Book Group 1 read Maria Ressa’s How to Stand up to a Dictator on the 31st of May. Some of us had never heard of her before while others among us remember her as a CNN news reader seen here in Malaysia years ago. No matter from where we started, we all have new found respect for Ressa now. The book is an autobiography; outlining her life, which we found most appealing and her career in journalism, some of which was rather technical.
Her childhood was turbulent. Her father died in a car accident when she was one. Her mother, as a single parent, left her children in the Philippines, moved to the States, but then came back to the Philippines and “kidnapped” her daughters, taking them to the States to live with their new step-father. So, Maria grew up in the States from the age of eight in 1973 until she graduated from Princeton in 1986.

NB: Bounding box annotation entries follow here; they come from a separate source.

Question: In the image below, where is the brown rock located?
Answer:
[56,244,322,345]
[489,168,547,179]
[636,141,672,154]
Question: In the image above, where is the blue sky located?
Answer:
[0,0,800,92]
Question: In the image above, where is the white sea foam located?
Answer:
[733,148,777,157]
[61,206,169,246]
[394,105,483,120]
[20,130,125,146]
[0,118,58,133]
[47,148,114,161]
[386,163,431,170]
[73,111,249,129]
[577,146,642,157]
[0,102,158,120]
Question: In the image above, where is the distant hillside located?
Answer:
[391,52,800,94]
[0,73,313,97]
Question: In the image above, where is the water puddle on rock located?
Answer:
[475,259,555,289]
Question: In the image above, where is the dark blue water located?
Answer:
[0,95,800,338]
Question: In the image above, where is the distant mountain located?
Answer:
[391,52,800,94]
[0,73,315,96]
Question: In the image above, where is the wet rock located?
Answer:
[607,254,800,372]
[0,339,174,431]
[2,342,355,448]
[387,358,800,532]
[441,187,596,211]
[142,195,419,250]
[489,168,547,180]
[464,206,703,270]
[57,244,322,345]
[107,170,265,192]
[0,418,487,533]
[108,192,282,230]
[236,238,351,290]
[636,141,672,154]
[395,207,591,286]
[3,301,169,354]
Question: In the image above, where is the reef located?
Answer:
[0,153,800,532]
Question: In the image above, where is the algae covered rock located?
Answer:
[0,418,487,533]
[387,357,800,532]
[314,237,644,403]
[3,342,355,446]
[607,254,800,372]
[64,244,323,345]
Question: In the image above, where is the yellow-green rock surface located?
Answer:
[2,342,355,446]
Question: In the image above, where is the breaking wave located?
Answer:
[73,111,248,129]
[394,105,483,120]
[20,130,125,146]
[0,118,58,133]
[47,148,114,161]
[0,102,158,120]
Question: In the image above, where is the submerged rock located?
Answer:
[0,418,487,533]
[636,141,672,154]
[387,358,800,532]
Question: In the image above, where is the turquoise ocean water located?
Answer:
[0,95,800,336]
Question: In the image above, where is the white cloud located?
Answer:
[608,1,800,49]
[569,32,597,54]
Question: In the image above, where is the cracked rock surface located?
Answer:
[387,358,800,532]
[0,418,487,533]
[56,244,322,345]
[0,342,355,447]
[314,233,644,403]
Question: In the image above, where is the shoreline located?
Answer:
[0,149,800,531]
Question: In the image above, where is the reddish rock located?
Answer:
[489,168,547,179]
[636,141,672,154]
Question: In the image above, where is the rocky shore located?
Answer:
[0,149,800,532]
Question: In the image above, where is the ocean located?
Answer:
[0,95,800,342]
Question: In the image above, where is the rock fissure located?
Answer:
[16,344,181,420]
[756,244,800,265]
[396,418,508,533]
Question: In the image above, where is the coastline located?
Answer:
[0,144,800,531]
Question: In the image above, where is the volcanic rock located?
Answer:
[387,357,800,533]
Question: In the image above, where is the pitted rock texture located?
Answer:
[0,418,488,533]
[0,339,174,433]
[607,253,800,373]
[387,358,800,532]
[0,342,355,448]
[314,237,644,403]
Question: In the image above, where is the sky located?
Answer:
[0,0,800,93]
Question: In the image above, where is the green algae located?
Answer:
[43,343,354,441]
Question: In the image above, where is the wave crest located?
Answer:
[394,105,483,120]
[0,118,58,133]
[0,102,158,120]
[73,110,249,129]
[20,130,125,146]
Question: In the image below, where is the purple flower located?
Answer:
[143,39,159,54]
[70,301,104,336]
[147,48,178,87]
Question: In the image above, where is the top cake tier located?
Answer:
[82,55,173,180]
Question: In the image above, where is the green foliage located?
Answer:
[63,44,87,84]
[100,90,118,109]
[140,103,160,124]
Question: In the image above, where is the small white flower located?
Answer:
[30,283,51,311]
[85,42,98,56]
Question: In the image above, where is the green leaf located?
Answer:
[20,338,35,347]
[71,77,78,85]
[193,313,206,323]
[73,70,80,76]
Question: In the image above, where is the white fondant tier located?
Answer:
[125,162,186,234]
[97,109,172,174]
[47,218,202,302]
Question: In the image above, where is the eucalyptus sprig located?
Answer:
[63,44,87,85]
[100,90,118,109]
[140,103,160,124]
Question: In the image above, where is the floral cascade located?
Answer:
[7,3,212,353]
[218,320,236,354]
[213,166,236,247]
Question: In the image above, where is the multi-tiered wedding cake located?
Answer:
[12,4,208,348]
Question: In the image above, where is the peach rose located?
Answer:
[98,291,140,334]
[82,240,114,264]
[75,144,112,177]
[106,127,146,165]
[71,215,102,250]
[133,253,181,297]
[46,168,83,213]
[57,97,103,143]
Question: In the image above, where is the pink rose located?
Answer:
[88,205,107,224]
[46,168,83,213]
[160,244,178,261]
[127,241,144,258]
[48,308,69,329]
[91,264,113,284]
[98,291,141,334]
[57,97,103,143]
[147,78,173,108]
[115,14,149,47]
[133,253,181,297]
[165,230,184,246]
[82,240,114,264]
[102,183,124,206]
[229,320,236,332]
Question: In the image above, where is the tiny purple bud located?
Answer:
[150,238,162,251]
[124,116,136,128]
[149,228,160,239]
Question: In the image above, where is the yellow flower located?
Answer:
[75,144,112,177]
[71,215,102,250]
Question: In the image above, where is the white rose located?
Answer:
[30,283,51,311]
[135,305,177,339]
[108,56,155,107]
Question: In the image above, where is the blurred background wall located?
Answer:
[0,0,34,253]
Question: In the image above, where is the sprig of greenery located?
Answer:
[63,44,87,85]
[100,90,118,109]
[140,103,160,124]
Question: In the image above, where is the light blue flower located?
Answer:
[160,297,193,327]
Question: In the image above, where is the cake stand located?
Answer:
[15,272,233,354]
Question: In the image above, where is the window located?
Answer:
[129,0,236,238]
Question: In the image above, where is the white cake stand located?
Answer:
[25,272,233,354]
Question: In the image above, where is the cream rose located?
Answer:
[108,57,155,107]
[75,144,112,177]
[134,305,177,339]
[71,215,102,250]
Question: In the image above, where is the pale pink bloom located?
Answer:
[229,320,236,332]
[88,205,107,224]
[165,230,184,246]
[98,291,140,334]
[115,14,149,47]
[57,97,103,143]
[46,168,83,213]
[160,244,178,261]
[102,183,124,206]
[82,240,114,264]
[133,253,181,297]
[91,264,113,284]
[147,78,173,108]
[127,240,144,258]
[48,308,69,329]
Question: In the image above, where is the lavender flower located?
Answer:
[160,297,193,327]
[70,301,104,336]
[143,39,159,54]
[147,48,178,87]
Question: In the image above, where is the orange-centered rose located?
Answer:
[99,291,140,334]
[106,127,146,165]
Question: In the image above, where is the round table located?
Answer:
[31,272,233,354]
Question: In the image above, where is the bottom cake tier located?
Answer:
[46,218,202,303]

On her graduation she decided to return to the Philippines in search of home. At Princeton she had completed the first two years of pre-med, but then became enamored with theatre arts. When she returned to the Philippines she was working on her thesis play, which she was producing for her Fulbright scholarship, exploring the role of political theatre in political change.
A visit with an old friend led her to a job in journalism with PTV4, a private Filipino television station. Her job was to write, edit, supervise, direct and produce a daily live newscast. And so, she was on her way as a journalist. Eventually she became involved with a then young TV network, CNN, who were looking for a reporter in Manila. By 1994, she headed up a new news bureau that CNN opened in Jakarta. During this time journalists and the media were still seen as gatekeepers for public trust and truth and felt legally accountable for everything they published and broadcast. But that didn’t last.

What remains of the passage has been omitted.